Currently a student studying computer arithmetic, came across two's complement subtraction and some of the questions that I did, their answers does not another conversion of two's complement again while some have to.
This example requires a conversion for the results:
Subtract 85 from 77 in two's complement notation:
01001101 – 01010101
= 01001101 + (-(01010101))
= 01001101 + (-(10101010))
= 01001101 + (-(10101011))
= 11111000 (In decimal form this is 248, who doesn't make sense)
= 00000111 (Another two's complement conversion)
= 00001000
While this example does not have to:
Subtract 13 from 19 in 8-bit two's complement notation:
10011 – 01101
= 10011 + (-(01101))
= 10011 + (-(10010))
= 10011 + (-(10011))
= 00110
Best Answer
The best way for me to think about the two's complement is that we are calculating everything modulo $2^8$ (if you are doing it in 8 bits).
So, you start with $$77-85$$ and you first transform this into regular addition. You can do this because $$-85\equiv 171\pmod {256}$$ (note how $171_{10} = 10101011_2$, which is exactly the twos complement of $85$) which means that
$$85-77\equiv 77-(-171)=77+171\pmod {256}$$
The result is then equal to $248$, as you correctly noted.
However, there is another trick here. That is, in $8$ bit signed arithmetic, you only represent numbers up to $128$, right? Well, sure, but you also have negative numbers.
How do you recognize if a number is negative in 8 bit binary? It's when the first digit is $1$, right? Well, the first digit is $1$ if the number is greater than $10000000_2$, right? And since $10000000_2=128_{10}$, this means every number above $128$ will actually represent a negative number.

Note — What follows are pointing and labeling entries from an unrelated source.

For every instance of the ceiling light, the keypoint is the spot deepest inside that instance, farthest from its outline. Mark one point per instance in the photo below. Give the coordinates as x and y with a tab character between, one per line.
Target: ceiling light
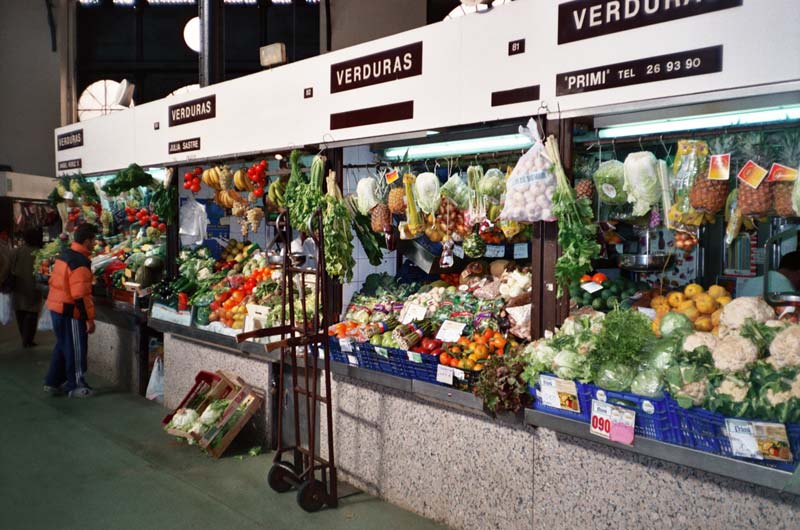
506	142
708	121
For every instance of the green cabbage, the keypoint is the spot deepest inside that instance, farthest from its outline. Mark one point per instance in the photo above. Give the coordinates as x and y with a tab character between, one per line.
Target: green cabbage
675	325
617	377
647	383
609	179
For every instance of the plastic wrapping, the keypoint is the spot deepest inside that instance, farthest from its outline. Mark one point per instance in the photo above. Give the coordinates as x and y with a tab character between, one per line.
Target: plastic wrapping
531	185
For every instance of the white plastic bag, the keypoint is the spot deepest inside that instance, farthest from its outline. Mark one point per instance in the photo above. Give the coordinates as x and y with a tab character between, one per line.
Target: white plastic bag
45	320
530	188
5	309
155	387
194	222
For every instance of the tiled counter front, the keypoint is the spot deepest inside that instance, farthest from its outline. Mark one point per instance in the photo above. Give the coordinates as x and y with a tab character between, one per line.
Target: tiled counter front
184	358
471	472
112	355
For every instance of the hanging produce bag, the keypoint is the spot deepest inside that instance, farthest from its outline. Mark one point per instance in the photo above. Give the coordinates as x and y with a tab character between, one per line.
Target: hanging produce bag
194	222
530	188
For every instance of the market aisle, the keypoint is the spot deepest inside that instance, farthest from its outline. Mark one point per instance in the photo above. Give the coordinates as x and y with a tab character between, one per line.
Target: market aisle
105	463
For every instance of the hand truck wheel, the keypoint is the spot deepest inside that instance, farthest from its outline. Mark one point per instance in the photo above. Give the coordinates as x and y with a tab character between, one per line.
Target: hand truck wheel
281	477
312	495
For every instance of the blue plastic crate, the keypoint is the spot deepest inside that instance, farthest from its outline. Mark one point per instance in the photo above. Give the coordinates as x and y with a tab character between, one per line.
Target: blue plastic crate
654	416
704	430
584	401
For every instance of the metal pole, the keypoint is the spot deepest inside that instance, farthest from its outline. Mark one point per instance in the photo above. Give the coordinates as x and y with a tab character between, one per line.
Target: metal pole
212	41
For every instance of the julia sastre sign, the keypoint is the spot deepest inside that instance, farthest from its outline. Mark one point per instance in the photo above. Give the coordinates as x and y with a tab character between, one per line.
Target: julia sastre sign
70	140
381	67
659	68
194	110
584	19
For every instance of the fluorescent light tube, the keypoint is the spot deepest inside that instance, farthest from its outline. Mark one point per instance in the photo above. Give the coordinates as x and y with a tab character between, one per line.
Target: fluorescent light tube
489	144
709	121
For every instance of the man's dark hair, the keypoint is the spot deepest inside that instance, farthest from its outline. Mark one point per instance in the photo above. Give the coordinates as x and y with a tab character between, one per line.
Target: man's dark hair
33	237
85	232
791	261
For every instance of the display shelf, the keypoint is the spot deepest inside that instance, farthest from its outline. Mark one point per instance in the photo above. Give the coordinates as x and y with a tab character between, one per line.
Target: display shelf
371	376
252	350
719	465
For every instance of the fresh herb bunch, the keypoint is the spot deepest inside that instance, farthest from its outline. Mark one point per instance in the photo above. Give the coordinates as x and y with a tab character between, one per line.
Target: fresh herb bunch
623	338
126	179
577	234
501	385
339	261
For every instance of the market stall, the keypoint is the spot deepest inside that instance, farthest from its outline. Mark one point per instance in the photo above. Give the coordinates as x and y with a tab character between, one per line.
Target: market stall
555	299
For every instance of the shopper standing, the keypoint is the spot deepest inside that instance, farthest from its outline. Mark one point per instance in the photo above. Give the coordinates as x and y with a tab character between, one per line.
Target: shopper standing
72	309
26	297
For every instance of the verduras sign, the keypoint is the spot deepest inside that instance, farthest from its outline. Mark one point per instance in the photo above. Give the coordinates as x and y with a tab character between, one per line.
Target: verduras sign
194	110
70	139
381	67
584	19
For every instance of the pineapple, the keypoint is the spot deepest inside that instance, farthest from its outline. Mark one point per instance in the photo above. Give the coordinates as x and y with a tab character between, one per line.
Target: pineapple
397	201
755	202
380	218
709	195
789	145
584	189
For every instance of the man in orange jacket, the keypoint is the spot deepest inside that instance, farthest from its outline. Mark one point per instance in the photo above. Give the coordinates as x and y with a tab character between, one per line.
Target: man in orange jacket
72	309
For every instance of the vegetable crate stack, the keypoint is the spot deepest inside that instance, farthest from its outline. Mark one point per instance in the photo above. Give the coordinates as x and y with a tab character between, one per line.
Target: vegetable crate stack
214	411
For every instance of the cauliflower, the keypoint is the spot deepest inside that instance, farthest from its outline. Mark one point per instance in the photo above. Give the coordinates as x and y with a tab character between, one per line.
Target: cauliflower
737	311
698	339
733	353
776	398
785	348
733	388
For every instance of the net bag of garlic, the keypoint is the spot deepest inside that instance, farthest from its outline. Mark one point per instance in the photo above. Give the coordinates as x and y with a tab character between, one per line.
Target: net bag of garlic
530	187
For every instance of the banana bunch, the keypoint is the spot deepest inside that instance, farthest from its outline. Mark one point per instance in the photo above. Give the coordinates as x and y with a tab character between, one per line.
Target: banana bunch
227	198
219	178
242	182
277	193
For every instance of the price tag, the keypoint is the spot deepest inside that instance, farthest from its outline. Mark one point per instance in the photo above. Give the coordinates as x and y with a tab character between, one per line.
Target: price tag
649	312
611	422
758	440
495	251
412	312
752	174
781	173
450	331
444	374
559	393
719	168
591	287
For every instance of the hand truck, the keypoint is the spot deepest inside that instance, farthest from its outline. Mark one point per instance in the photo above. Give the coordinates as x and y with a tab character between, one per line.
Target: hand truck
304	345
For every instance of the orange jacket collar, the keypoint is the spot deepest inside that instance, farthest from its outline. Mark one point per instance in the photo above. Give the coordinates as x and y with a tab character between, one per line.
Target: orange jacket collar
78	247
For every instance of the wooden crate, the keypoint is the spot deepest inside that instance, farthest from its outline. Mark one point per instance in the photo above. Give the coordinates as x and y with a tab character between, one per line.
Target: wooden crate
244	404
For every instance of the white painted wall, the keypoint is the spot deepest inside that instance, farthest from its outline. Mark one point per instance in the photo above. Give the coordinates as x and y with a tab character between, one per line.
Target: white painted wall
29	88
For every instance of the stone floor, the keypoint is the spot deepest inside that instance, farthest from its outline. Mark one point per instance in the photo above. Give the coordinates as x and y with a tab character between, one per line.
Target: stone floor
105	463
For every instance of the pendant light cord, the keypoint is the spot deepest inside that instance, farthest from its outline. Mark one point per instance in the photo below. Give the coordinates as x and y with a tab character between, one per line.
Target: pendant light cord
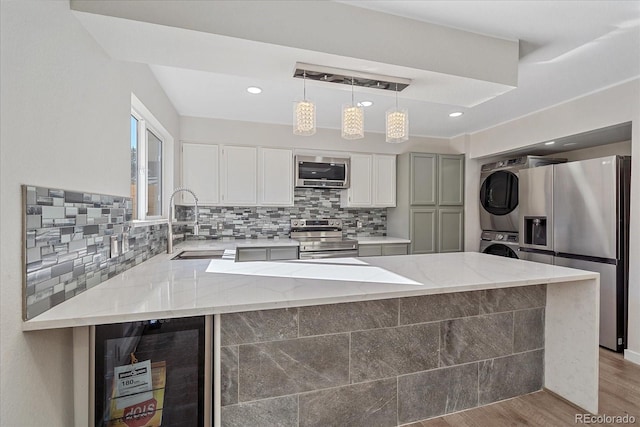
304	85
352	103
396	96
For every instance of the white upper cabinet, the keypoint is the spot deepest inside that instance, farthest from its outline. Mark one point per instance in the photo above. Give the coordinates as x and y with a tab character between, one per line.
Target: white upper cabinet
384	180
239	171
359	192
275	177
200	172
372	182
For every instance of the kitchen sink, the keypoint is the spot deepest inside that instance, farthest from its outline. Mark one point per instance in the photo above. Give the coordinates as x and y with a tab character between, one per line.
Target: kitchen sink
200	254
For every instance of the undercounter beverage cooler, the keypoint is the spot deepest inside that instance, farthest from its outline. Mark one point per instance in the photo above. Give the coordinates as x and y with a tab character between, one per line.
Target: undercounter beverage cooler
150	373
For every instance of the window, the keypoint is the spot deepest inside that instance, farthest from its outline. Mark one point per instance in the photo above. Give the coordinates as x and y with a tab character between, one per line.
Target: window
146	169
151	163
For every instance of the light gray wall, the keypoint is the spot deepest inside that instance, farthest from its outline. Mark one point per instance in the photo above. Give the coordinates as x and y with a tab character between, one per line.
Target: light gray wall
232	132
611	106
617	149
65	124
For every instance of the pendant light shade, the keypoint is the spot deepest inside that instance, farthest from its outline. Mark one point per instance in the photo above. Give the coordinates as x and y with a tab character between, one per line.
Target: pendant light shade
352	119
304	114
397	124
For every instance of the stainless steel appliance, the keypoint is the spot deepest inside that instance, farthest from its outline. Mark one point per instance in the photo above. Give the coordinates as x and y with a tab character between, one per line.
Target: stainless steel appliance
322	172
322	238
499	191
587	228
536	214
499	243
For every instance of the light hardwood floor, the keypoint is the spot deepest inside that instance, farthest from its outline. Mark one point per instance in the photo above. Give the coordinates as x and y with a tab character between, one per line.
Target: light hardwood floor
619	395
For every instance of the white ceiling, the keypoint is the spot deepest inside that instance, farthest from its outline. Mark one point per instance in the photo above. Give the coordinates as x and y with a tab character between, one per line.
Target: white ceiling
567	49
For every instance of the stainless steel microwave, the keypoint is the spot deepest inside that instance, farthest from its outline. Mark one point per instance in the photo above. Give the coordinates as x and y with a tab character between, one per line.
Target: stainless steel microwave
322	172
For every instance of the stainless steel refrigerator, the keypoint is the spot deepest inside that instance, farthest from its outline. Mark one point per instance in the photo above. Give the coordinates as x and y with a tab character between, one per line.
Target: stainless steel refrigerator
585	225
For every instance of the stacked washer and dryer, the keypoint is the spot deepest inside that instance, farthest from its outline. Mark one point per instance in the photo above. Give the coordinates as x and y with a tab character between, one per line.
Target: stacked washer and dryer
499	191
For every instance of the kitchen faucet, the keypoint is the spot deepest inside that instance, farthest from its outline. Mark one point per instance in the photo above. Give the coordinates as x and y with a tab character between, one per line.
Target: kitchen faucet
195	221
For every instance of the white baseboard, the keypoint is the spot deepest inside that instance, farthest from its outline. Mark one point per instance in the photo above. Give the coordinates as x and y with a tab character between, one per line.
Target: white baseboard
632	356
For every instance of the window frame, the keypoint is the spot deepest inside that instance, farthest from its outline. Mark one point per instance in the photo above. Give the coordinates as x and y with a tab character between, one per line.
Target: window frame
148	122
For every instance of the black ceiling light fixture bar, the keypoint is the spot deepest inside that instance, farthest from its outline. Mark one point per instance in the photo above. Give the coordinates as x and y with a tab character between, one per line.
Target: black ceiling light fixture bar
349	77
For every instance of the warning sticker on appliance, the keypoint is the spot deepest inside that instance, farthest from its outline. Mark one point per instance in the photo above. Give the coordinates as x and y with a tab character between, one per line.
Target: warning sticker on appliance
133	384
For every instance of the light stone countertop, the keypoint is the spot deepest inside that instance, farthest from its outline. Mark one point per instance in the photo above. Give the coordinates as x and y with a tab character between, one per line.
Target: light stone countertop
380	240
165	288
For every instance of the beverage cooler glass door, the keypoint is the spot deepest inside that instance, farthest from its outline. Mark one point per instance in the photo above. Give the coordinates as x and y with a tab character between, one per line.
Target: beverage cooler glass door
150	373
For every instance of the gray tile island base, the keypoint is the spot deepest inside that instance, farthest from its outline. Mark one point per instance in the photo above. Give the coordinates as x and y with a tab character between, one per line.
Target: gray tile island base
381	363
376	341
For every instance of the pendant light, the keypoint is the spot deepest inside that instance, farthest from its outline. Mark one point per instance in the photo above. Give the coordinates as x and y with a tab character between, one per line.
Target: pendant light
352	119
304	113
397	123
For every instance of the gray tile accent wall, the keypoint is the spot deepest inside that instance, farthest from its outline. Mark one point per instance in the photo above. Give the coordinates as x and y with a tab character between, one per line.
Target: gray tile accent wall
67	243
386	362
269	222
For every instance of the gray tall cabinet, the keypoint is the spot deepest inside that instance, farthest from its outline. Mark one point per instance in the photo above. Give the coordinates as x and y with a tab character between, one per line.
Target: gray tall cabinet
429	202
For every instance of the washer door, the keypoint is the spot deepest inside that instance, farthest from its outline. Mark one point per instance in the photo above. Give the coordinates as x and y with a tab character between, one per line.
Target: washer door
499	201
500	250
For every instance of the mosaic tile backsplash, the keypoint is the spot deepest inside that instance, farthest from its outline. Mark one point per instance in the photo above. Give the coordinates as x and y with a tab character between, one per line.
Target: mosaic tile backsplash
269	222
68	243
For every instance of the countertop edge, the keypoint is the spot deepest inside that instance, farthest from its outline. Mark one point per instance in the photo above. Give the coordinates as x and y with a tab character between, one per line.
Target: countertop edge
36	324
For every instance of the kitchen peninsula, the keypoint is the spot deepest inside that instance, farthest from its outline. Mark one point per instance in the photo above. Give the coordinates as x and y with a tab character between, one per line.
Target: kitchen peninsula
375	341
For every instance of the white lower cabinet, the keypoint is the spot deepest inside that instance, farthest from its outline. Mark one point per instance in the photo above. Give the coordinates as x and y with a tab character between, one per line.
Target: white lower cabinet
273	253
383	249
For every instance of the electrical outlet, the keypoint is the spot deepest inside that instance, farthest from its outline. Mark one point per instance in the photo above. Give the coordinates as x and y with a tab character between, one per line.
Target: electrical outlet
115	250
125	243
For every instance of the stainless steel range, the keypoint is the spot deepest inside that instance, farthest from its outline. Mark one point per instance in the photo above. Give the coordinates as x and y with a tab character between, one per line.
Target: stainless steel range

You can check for yourself that a negative number, say $-n$ where $n>0$, is (in twos complement) in fact represented in memory by the number $256-n$. This fits our modulo arithmetic, since $256-n\equiv -n\pmod{256}$. This is also how we got the $171$ to represent $-85$ in the example above, i.e., the number $-85$ in twos complement is represented by the number $10101011$, which is the number $171$.
In particular, in your case, since $$248\equiv -8\pmod 7$$ you have that the number $248$, in binary, is infact the same number as $-8$ (in twos complement).
Now, you may be thinking "I didn't calculate $171$ by calculating $256-85$! I did it by flipping all bits and adding one!"
Well, think about it this way. When you flipped all bits, you constructed a number that, when added to the original number, adds up to exactly $11111111$, right? And since $11111111_2=255_{10}$, this means that by flipping bits, you constructed the number that solves the equation $85+x=255$, or in other words, you constructed $255-85$. You then added $1$, which means the result was $$255-85+1=256-85,$$
so sure, you were flipping bits and adding $1$, but the operation "flip all bits of $x$ and add $1$ to result" is the exact same operation as the operation "calculate $256-x$. It's just that one description is easier to understand for humans, while the other is easier to do by a computer.